Oh my f***ing God!!!! That is horrible. What an awful woman. I would have struggled not to tell her to eff off.. I hope her nasty comments didn't affect you too much 😘
Good! Some people just need to engage their brains before they open their trap lol. My sister once told me that I shouldn't do ivf and adopt instead. Needless to say that she doesn't know that is what we have been doing and that I'm currently pregnant. I'll tell her last lol
Congratulations on your pregnancy! I can understand waiting to tell her after that comment!
My sister's twins are IVF so she sort of gets it although she conceived on her 1st attempt- we're having our 4th transfer Friday! (completely different reasons for our inability to conceive!)

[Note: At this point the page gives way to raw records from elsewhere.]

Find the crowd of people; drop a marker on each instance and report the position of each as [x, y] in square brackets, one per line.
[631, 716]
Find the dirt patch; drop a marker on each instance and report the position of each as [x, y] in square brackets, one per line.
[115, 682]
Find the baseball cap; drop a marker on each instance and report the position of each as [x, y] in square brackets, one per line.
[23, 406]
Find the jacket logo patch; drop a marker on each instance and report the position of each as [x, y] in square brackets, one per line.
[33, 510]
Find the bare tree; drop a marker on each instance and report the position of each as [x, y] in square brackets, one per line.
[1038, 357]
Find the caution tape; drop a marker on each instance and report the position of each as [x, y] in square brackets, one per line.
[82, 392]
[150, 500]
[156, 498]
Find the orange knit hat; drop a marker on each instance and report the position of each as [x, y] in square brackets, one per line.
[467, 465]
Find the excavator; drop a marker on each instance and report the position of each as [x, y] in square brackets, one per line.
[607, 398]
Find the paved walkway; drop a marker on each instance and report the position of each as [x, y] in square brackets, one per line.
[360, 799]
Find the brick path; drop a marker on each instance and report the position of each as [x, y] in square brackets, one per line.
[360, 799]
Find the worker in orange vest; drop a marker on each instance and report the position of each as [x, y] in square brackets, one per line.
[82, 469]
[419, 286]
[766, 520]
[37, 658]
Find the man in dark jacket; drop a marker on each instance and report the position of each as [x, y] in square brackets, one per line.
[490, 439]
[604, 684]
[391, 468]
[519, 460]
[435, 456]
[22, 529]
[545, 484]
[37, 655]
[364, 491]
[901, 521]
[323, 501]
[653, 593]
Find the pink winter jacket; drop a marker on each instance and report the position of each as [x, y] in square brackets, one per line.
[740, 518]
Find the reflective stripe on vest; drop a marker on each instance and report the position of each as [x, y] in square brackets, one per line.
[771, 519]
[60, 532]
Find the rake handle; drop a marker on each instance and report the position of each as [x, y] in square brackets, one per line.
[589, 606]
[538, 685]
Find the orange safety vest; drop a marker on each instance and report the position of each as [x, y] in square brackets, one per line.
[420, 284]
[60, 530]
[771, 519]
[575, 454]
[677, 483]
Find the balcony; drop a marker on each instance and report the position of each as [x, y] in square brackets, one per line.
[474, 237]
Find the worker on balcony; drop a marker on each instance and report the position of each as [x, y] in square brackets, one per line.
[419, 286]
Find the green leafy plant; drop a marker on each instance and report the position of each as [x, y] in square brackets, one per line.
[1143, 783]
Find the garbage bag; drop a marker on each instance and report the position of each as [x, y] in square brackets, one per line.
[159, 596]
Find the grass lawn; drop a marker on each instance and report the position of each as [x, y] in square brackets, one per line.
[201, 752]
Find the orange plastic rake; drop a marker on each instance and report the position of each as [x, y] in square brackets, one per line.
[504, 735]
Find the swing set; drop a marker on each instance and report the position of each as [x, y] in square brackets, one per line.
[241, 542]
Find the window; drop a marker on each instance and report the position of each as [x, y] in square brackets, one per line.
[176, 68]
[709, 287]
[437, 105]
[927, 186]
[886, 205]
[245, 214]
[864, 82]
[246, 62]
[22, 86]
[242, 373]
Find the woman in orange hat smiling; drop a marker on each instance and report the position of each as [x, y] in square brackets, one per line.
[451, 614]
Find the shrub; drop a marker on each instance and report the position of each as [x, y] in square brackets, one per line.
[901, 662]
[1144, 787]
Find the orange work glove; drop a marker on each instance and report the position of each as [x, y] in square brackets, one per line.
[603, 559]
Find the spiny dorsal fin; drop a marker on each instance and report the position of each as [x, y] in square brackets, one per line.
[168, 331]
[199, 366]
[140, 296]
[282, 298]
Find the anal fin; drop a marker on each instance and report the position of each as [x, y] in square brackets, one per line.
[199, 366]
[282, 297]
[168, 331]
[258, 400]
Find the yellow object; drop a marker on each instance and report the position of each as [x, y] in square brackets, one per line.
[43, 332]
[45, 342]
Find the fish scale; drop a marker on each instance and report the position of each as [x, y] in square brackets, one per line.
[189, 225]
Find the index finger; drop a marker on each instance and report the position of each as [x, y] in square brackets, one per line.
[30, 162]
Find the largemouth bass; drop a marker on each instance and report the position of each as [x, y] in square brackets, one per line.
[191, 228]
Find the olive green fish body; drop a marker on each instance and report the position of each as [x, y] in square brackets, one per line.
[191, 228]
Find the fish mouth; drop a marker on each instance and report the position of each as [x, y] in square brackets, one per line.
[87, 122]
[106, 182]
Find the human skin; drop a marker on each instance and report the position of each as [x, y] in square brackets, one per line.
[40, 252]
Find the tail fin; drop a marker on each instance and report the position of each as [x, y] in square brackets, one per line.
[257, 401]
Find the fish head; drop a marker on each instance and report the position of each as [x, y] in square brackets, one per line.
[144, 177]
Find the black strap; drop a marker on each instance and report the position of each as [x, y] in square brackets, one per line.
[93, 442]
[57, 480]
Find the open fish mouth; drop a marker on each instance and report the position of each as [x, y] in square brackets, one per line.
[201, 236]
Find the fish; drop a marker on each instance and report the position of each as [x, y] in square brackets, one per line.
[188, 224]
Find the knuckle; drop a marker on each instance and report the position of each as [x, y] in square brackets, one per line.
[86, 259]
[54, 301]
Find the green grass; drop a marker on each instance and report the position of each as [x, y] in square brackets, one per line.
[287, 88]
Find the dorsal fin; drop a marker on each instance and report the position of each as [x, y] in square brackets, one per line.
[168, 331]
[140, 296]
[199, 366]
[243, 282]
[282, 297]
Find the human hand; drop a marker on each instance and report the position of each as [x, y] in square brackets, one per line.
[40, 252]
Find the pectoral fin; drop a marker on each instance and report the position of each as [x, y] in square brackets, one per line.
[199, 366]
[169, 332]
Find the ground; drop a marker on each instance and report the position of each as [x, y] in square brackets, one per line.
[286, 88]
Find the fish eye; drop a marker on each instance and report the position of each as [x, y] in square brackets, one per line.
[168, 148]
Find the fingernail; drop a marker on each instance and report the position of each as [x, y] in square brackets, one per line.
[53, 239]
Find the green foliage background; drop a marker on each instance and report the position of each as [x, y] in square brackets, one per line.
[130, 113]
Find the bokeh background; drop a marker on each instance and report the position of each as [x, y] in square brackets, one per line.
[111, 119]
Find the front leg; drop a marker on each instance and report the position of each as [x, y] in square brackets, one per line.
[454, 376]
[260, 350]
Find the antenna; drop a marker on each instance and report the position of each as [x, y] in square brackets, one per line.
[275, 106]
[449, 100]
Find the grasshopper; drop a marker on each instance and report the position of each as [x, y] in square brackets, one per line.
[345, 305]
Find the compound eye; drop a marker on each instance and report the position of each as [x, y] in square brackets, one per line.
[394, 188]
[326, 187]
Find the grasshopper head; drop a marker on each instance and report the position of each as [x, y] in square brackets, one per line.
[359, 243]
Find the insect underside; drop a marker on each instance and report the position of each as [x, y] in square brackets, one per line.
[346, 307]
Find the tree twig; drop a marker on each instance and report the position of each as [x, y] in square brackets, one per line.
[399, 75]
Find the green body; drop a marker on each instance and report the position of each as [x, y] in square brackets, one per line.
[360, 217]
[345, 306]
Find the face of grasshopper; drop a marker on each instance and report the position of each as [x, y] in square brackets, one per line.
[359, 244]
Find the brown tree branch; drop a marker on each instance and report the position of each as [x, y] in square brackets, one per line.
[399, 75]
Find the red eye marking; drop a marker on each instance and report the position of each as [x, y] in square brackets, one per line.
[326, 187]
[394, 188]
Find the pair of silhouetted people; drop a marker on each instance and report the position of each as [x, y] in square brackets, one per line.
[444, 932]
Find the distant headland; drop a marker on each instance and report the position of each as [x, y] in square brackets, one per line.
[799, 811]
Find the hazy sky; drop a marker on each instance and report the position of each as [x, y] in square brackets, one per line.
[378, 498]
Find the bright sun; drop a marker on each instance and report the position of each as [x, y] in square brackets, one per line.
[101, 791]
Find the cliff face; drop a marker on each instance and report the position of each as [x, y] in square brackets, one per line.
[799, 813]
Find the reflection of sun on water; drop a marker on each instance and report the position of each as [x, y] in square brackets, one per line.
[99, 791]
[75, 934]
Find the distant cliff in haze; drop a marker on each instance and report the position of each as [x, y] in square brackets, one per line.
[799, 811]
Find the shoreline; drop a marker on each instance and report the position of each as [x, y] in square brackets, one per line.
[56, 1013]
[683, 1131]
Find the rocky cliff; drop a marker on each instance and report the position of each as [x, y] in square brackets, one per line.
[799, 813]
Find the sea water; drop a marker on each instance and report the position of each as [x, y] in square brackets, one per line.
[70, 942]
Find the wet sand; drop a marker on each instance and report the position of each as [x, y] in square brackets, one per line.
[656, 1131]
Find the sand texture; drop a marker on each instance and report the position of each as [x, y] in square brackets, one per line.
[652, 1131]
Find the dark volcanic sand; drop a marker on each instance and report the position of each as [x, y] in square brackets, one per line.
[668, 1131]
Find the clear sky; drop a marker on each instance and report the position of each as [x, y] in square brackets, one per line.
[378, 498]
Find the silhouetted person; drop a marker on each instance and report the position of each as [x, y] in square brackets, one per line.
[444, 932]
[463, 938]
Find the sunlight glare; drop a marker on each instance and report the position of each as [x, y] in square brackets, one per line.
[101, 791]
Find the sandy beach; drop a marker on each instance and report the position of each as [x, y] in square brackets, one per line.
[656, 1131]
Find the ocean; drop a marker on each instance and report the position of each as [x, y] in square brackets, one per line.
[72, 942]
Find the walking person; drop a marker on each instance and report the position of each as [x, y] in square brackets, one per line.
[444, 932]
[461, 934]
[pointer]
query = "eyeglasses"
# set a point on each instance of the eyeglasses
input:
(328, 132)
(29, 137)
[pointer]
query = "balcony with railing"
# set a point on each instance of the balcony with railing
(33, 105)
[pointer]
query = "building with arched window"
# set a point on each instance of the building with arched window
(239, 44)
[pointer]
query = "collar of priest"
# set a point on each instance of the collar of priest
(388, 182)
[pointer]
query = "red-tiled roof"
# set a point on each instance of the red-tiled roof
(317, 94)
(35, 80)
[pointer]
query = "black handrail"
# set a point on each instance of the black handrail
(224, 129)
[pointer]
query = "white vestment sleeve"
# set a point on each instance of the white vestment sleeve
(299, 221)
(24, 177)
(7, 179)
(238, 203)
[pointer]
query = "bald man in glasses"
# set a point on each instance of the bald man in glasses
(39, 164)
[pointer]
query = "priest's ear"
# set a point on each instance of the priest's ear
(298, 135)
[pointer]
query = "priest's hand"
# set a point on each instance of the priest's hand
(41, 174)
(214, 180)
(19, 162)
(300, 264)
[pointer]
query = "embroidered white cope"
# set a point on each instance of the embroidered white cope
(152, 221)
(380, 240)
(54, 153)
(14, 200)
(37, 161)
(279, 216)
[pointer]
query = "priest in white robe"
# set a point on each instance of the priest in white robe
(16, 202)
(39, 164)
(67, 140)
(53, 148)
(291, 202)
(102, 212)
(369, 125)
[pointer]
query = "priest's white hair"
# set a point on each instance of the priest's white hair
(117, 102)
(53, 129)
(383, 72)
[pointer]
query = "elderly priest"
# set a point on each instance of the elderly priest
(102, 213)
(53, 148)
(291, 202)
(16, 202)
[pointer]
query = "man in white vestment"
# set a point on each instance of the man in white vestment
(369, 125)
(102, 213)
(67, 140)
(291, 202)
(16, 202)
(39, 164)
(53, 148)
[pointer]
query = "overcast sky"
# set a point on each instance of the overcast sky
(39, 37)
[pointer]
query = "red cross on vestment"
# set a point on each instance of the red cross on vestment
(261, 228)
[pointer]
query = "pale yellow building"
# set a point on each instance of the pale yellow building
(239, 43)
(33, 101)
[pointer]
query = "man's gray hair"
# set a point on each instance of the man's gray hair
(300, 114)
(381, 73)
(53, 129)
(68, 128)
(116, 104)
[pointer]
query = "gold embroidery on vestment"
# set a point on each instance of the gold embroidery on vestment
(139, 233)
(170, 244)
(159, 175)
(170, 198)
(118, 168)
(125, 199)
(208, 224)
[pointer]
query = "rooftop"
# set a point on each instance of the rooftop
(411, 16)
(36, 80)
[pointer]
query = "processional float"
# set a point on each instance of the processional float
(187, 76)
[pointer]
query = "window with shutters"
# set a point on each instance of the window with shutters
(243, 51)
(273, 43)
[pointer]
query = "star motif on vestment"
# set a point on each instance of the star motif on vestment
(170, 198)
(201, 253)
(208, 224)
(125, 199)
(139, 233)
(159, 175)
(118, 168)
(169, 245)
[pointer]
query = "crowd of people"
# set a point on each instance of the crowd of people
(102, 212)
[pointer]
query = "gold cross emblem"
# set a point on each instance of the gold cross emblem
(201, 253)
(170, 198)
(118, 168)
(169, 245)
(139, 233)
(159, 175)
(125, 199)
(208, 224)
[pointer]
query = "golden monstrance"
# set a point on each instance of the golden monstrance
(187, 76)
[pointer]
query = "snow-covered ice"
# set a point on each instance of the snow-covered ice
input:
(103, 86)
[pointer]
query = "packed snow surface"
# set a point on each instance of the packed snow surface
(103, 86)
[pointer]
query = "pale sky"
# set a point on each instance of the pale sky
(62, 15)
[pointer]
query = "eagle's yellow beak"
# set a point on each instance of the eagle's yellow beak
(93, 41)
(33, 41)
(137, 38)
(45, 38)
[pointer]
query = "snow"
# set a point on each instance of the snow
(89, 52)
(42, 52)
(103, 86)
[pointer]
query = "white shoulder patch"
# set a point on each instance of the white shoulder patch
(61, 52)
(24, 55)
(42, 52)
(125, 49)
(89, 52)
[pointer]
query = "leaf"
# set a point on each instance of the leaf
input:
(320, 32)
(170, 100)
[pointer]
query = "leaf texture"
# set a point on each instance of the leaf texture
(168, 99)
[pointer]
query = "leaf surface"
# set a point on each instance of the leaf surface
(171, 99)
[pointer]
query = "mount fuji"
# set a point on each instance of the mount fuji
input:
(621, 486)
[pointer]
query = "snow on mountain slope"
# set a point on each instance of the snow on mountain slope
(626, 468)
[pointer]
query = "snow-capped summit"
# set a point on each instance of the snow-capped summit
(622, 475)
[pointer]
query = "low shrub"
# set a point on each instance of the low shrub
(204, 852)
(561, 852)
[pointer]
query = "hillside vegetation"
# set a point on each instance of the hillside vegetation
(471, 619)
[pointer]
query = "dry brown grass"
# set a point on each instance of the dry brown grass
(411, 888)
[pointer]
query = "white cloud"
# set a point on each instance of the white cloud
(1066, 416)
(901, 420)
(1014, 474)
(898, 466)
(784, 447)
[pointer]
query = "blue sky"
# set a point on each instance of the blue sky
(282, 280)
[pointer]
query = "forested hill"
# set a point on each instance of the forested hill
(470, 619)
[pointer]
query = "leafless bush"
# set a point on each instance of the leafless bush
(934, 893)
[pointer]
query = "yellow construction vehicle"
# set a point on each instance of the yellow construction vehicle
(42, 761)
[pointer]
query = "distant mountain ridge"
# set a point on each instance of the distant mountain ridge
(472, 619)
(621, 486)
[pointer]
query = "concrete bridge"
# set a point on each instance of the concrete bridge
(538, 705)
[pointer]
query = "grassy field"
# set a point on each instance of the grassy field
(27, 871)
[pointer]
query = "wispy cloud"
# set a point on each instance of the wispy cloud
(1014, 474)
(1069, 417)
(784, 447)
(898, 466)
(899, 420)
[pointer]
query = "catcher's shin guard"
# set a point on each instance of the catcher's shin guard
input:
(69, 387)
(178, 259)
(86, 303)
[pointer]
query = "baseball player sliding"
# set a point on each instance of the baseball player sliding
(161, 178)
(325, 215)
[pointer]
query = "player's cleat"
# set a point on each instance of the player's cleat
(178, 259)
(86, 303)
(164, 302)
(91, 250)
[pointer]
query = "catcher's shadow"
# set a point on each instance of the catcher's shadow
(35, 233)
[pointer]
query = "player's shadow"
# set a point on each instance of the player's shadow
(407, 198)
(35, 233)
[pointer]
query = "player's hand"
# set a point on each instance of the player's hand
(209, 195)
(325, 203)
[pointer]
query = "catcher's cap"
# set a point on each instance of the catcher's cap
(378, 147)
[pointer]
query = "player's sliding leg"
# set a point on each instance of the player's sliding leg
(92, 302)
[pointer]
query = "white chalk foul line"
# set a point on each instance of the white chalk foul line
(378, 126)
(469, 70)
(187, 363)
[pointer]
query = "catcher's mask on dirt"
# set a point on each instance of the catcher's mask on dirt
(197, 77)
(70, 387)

After filling out forms to refer me for ivf my specialist said watch now you will relax and become pregnat now ive filled the form out and two friend who struggled for a few yrs to get pregnant with their 2nd both said when we stopped trying we got pregnant peoples comments are so annoying like being told how and how much sex to have and half the people who have made these comments struggled to get pregnant themselves so you think they would be more sensitive i was coming home infuriated and my partner said just tell them to keep their mouth shut and keep their opinions to themselves 😡
The first fertility doctor we saw tried to put me on Clomid, despite the fact hat my husbands sperm analysis was abnormal for morphology and told us to go away and think about our options but tojust relax and we would be pregnant before she saw us again. Needless to say I put a complaint in and the fertility nurses were mortified and we got another appt with another consultant who has been amazing, (and also said Clomid was just delaying things and pointless!) so my laparoscopy is happening on 5th June! People are knobs and you'd expect those in healthcare especially in the fertility market to be just a little bit more sensitive! They can't seem to understand if they've never had to fight for it! Keep your head up x
All those people are idiots. And it’s no use telling them they are being idiotic as they won’t understand. Try to remember they are trying to be nice (believe it or not). Then come on here and rant away!!!